La violoniste Lisa Batiashvili se dit «inquiète pour l’Europe»

Dans une interview accordée au journal allemand Merkur, la violoniste géorgienne, qui réside aujourd’hui en Allemagne, évoque sa vision de l‘Europe, ses relations avec Valery Gergiev et les liens entre musique et politique.

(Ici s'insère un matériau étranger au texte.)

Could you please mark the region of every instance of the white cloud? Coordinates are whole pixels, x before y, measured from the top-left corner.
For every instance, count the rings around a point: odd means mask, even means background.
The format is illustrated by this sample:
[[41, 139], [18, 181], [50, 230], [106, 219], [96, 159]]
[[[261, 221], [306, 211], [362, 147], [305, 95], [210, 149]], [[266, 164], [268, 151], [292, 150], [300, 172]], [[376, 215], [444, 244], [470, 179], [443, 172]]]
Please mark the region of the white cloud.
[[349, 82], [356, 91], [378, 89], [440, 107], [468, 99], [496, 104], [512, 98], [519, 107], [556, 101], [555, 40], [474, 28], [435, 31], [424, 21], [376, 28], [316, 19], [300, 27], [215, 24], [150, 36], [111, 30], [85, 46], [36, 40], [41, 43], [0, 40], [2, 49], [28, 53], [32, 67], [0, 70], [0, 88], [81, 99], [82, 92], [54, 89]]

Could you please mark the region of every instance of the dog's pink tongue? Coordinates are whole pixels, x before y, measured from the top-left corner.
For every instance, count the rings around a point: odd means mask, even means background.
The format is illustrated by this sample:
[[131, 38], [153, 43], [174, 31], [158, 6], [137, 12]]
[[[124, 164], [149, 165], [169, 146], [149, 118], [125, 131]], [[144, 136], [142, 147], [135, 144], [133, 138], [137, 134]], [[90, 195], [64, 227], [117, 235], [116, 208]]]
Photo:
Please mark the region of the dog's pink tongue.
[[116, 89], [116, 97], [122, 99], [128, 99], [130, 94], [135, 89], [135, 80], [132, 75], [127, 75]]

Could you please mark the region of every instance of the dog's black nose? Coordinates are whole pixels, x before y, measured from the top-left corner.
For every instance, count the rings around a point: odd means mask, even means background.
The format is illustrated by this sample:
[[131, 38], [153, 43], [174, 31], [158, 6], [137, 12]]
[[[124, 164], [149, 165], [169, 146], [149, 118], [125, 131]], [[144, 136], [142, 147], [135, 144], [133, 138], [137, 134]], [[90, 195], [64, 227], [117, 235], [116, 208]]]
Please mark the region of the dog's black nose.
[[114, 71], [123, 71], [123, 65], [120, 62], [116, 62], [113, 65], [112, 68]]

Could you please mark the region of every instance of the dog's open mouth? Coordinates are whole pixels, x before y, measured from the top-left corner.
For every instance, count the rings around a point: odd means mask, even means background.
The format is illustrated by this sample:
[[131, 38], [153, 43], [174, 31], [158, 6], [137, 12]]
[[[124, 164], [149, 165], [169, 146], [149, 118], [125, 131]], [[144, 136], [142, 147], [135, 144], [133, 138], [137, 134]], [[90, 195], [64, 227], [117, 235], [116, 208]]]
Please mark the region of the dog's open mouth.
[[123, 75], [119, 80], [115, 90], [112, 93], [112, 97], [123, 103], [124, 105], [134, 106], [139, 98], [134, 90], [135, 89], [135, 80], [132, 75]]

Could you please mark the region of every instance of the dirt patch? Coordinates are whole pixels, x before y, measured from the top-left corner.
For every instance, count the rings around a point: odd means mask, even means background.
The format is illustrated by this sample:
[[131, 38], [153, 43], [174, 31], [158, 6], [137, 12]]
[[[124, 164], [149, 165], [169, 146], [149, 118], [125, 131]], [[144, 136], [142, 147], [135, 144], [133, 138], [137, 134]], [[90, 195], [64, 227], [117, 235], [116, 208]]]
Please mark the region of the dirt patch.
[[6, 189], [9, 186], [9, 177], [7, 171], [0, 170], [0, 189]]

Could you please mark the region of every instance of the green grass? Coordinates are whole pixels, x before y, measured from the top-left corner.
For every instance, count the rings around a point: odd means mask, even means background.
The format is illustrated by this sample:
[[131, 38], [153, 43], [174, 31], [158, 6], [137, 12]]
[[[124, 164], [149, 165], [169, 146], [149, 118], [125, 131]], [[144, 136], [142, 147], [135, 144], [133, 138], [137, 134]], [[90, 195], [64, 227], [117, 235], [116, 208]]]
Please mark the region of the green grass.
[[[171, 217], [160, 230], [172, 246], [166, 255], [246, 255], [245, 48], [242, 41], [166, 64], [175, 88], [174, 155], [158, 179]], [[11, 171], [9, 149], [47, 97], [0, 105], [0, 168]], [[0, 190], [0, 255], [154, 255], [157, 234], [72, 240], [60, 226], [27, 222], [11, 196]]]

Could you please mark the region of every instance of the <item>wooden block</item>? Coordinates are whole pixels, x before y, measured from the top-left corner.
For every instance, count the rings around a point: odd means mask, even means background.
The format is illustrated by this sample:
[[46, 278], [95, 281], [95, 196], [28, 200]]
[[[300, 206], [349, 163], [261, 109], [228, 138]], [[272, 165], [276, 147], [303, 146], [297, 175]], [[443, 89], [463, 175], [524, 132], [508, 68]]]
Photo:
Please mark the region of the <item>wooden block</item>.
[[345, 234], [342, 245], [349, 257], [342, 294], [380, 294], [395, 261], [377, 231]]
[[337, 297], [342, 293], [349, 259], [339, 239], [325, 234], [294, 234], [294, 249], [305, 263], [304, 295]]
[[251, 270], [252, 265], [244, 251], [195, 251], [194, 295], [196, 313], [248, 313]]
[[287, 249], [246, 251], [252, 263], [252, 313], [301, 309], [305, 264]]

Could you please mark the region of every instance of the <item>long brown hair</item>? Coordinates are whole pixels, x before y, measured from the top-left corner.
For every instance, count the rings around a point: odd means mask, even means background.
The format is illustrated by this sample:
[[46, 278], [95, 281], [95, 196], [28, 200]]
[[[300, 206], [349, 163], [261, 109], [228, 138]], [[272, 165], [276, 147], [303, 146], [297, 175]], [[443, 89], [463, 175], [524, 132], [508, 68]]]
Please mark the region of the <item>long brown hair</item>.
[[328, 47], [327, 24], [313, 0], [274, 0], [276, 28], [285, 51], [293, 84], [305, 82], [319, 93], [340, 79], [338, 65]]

La violoniste Lisa Batiashvili se dit «inquiète pour l’Europe»
Lisa Batiashvili, © Mat Hennek

« Nous les artistes, nous devons montrer que nous ne sommes pas seulement des marionnettes qui servent à divertir le public ». Avec cette interview accordée au journal Merkur, la violoniste Lisa Batiashvili prouve une fois de plus qu'elle est une artiste résolument engagée. Aujourd'hui installée à Munich, la musicienne, qui a dû fuir la Géorgie avec sa famille en 1991 à cause de la guerre civile, déclare se sentir chez elle en Allemagne. « Pour mes parents et moi, l’Europe était une destination de rêve », explique-t-elle. Si elle déclare être impressionnée par l'Allemagne, pour l'accueil des réfugiés, l'économie « très forte » du pays, et la place accordée à la culture, la violoniste fait tout de même part de ses craintes concernant l'avenir de l'Union européenne : « La démocratie et la culture de l’accueil constituent l’identité propre de l’Europe. Il ne faut pas que l’Europe perde ses valeurs. Aujourd’hui, je suis inquiète. »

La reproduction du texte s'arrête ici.